Não se distanciando das propostas de Cessare Beccaria e Jereny Benthan, Franz Von Liszt e Claus Roxin aparecem no cenário penal, o primeiro com a noção de que o delito é reflexo da periculosidade do homem, periculosidade esta que pode ser corrigida com a adequada punição e o segundo traz a idéia de que legítima é a punição que visa à ideia do garantismo, uma vez que a política criminal vigente é menos garantidora dos direitos fundamentais, sendo mais intimidadora. Informa ainda que isto tem uma razão de ser, afinal a política criminal interessa aos detentores do poder, e opera de forma a propiciar a manutenção do status destes. Esta discussão será mais desenvolvida no tópico a seguir.

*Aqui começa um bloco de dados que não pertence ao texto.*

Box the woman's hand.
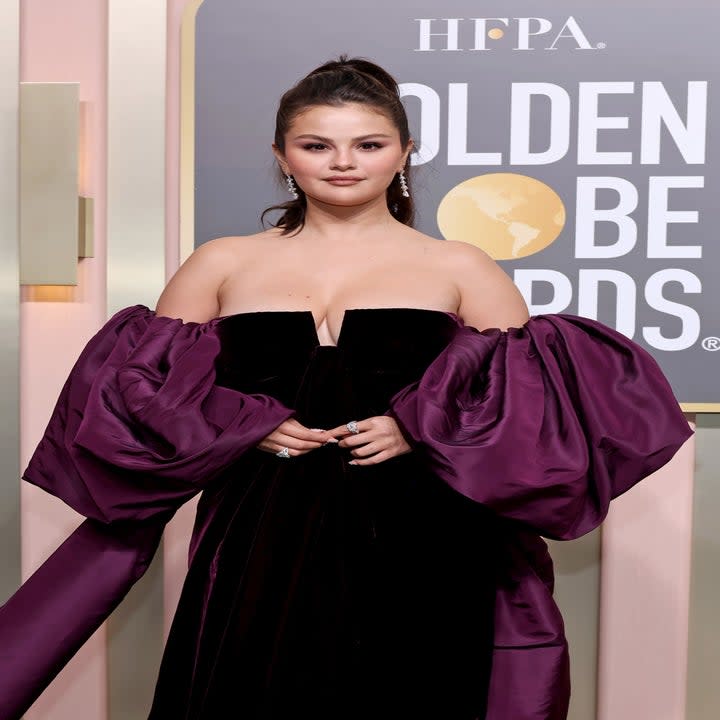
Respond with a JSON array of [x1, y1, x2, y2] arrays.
[[326, 415, 412, 465], [257, 418, 337, 458]]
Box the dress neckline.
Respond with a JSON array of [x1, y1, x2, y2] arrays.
[[214, 307, 461, 348]]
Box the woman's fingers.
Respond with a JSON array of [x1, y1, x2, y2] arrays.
[[324, 418, 368, 439], [260, 434, 323, 455], [348, 450, 395, 466], [258, 417, 412, 462], [257, 419, 336, 456], [346, 439, 384, 459], [280, 418, 325, 440], [332, 416, 412, 464]]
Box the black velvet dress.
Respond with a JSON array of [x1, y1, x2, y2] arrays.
[[148, 308, 499, 719]]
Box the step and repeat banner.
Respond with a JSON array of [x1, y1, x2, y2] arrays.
[[192, 0, 719, 409]]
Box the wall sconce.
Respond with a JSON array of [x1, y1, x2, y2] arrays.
[[19, 82, 93, 286]]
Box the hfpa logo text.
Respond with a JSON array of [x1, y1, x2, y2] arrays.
[[414, 17, 605, 52]]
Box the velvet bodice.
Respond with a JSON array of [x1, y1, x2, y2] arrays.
[[213, 307, 459, 429]]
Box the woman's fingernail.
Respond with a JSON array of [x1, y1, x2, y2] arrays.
[[325, 437, 339, 444], [348, 460, 357, 465]]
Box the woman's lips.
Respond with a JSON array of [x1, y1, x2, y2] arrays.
[[325, 177, 363, 185]]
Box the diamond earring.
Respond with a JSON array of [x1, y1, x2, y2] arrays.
[[285, 173, 299, 200], [399, 170, 410, 198]]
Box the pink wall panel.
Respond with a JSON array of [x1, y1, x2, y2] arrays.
[[19, 1, 108, 718], [598, 425, 695, 720]]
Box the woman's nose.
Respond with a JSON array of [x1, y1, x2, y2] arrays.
[[330, 149, 355, 170]]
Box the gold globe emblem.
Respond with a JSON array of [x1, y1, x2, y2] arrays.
[[437, 173, 566, 260], [487, 28, 505, 40]]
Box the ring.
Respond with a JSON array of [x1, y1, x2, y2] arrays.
[[275, 447, 290, 458], [346, 420, 360, 435]]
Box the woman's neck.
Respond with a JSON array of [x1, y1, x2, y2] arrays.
[[298, 196, 400, 241]]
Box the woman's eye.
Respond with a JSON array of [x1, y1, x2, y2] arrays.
[[301, 142, 382, 151]]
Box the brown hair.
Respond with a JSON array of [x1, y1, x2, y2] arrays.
[[260, 55, 415, 235]]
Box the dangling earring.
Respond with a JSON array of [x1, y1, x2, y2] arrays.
[[399, 170, 410, 198], [285, 173, 299, 200]]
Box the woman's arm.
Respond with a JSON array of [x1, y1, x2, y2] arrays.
[[445, 240, 530, 331]]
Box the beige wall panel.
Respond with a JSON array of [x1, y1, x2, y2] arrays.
[[107, 1, 168, 718], [78, 196, 95, 258], [549, 530, 600, 719], [19, 83, 79, 286], [162, 0, 205, 640], [686, 415, 720, 720], [0, 0, 20, 606], [107, 0, 167, 315], [179, 0, 204, 264]]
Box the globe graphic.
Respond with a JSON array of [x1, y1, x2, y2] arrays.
[[436, 173, 566, 260]]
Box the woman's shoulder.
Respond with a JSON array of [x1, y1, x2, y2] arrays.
[[155, 230, 286, 323], [434, 238, 494, 264], [403, 231, 497, 270], [193, 228, 284, 262], [407, 234, 529, 330]]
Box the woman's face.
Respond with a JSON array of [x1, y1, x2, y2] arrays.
[[273, 102, 412, 209]]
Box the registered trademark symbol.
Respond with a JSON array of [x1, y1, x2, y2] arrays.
[[702, 336, 720, 351], [596, 41, 607, 49]]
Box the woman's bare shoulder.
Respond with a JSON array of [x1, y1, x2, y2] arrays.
[[154, 230, 282, 322], [427, 238, 494, 264], [404, 234, 497, 273], [398, 230, 486, 256], [423, 238, 530, 331], [197, 228, 283, 259]]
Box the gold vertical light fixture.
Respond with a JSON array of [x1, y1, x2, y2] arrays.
[[19, 82, 93, 286]]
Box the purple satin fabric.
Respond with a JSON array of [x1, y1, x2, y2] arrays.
[[1, 306, 295, 719], [389, 313, 692, 540], [0, 307, 692, 720], [0, 519, 164, 720], [23, 305, 296, 523], [388, 313, 692, 719]]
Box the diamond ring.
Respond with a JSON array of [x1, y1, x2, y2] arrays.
[[275, 447, 290, 458], [346, 420, 360, 435]]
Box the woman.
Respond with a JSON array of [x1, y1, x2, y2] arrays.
[[0, 56, 692, 719]]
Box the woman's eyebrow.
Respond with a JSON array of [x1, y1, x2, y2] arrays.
[[292, 133, 393, 142]]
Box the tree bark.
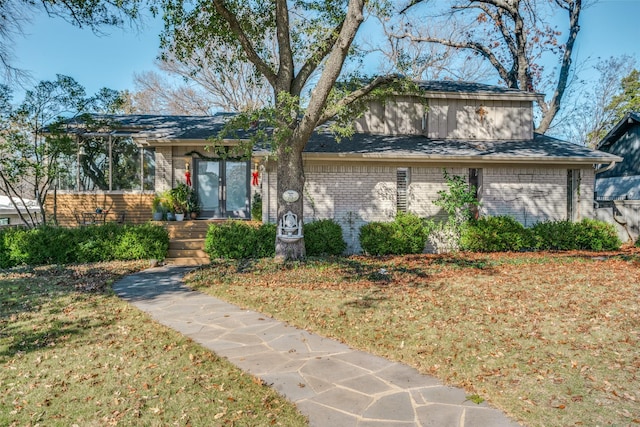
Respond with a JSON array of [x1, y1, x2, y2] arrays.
[[274, 142, 306, 261]]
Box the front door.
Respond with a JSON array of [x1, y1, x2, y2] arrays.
[[195, 159, 250, 218]]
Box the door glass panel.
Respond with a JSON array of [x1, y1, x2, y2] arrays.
[[226, 161, 248, 213], [197, 160, 219, 212]]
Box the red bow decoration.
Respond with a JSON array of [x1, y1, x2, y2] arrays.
[[185, 170, 192, 186], [252, 171, 259, 186]]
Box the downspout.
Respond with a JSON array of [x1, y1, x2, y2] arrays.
[[595, 160, 617, 175]]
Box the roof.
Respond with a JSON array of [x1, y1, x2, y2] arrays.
[[595, 175, 640, 200], [416, 81, 540, 101], [65, 113, 244, 141], [301, 132, 621, 165], [0, 196, 39, 215], [597, 111, 640, 149]]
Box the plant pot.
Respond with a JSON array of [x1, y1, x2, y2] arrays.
[[166, 212, 176, 221], [175, 213, 185, 221], [190, 212, 199, 220], [152, 211, 164, 221]]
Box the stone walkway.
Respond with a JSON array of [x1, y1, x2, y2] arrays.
[[112, 265, 522, 427]]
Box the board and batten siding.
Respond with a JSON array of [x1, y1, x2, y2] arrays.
[[427, 99, 532, 140], [354, 98, 533, 140]]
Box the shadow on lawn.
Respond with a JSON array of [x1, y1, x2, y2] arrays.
[[334, 254, 496, 287], [0, 263, 136, 359]]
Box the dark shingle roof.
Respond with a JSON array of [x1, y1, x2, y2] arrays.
[[302, 132, 620, 164], [597, 111, 640, 149], [66, 113, 243, 140], [416, 81, 534, 96]]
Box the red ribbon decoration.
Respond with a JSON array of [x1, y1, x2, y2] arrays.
[[185, 170, 192, 186], [252, 171, 259, 186]]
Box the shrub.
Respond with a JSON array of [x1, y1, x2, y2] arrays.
[[359, 222, 396, 255], [205, 221, 258, 259], [0, 223, 169, 268], [461, 216, 534, 252], [255, 223, 277, 258], [574, 218, 621, 251], [359, 213, 427, 255], [251, 192, 262, 221], [531, 220, 576, 250], [205, 221, 278, 259], [113, 223, 170, 261], [304, 219, 346, 256]]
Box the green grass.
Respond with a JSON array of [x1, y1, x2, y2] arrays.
[[186, 251, 640, 427], [0, 262, 307, 427]]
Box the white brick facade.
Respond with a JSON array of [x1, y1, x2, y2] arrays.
[[263, 162, 598, 253]]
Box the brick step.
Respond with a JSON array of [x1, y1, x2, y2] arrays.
[[167, 248, 209, 259], [164, 256, 210, 266], [169, 239, 205, 250]]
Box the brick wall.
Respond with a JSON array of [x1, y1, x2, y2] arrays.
[[155, 147, 172, 192], [481, 167, 568, 226], [46, 193, 155, 226], [263, 162, 597, 253]]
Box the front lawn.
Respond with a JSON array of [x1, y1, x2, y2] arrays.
[[186, 251, 640, 427], [0, 262, 307, 426]]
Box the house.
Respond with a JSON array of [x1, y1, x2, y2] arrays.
[[261, 81, 621, 251], [595, 111, 640, 200], [594, 111, 640, 242], [48, 81, 621, 253], [0, 195, 41, 227]]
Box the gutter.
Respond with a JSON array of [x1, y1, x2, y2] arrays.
[[595, 160, 618, 175]]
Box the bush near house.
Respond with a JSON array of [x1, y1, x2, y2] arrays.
[[532, 218, 621, 251], [0, 223, 169, 268], [205, 219, 346, 259], [359, 212, 428, 255], [304, 219, 347, 256], [460, 216, 535, 252]]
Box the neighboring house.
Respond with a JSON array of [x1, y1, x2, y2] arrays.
[[0, 195, 41, 227], [595, 111, 640, 200], [48, 81, 620, 253], [594, 111, 640, 242]]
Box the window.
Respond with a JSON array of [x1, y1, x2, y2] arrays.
[[56, 136, 155, 192], [0, 218, 9, 226], [397, 168, 410, 212]]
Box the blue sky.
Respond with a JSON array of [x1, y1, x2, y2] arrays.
[[12, 0, 640, 98]]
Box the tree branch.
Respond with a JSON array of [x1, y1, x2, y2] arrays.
[[292, 20, 345, 97], [293, 0, 365, 146], [317, 75, 400, 125], [212, 0, 278, 87]]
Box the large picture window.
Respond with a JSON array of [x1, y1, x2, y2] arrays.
[[56, 136, 155, 192]]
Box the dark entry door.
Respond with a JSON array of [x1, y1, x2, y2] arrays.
[[195, 159, 250, 218]]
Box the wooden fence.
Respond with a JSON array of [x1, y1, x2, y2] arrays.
[[595, 200, 640, 243]]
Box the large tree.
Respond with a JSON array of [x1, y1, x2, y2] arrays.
[[560, 56, 637, 147], [161, 0, 397, 260], [398, 0, 586, 134], [0, 75, 124, 227]]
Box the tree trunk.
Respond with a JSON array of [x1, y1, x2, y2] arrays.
[[274, 142, 306, 261]]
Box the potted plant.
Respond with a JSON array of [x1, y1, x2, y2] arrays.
[[187, 188, 201, 219], [152, 194, 166, 221], [170, 183, 189, 221]]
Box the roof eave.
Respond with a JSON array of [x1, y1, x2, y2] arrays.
[[301, 152, 622, 165]]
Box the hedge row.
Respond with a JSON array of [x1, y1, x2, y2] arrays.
[[0, 223, 169, 268], [204, 219, 346, 259], [359, 214, 621, 255], [462, 217, 621, 252]]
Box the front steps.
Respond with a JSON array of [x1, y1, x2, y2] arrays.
[[160, 221, 213, 266]]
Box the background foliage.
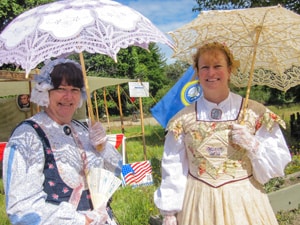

2 O DIREITO DE PUNIR DO ESTADO NO SÉCULO XXI E O SISTEMA PENITENCIARIO BRASILEIRO VERSUS A LEI 7.210/84
Conforme analisado, diversas foram as correntes de pensamentos que buscaram explicar o porquê de se punir determinadas condutas, sendo todas uníssonas no sentido de que se deve buscar atingir uma convivência harmônica, embora tenham sido diferentes as perspectivas.
Embora legítima a punição diante de determinadas condutas, a realidade nos mostra que a punição não vem atingindo a sua dupla função de ressocializar o indivíduo que pratica um crime e prevenir que outros venham a incorrer na mesma conduta daquele que fora punido. Como conseqüência disso, o direito penal é posto em discussão, uma vez que cada vez mais se aumenta a sensação da falta de segurança e se viola as garantias constitucionais.
Vivenciamos a crise do Direito Penal, pois, este não vem cumprindo com a sua função, qual seja, conservar a segurança pública e pacificar a sociedade. Um dos fatores que contribuem para esta realidade reside no fato de que o Estado distribuiu a ideologia de uma segurança jurídica simbólica, ao tempo em que não investe em medidas que visem de fato alternar os níveis vigentes da sociedade de risco, da qual fazemos parte.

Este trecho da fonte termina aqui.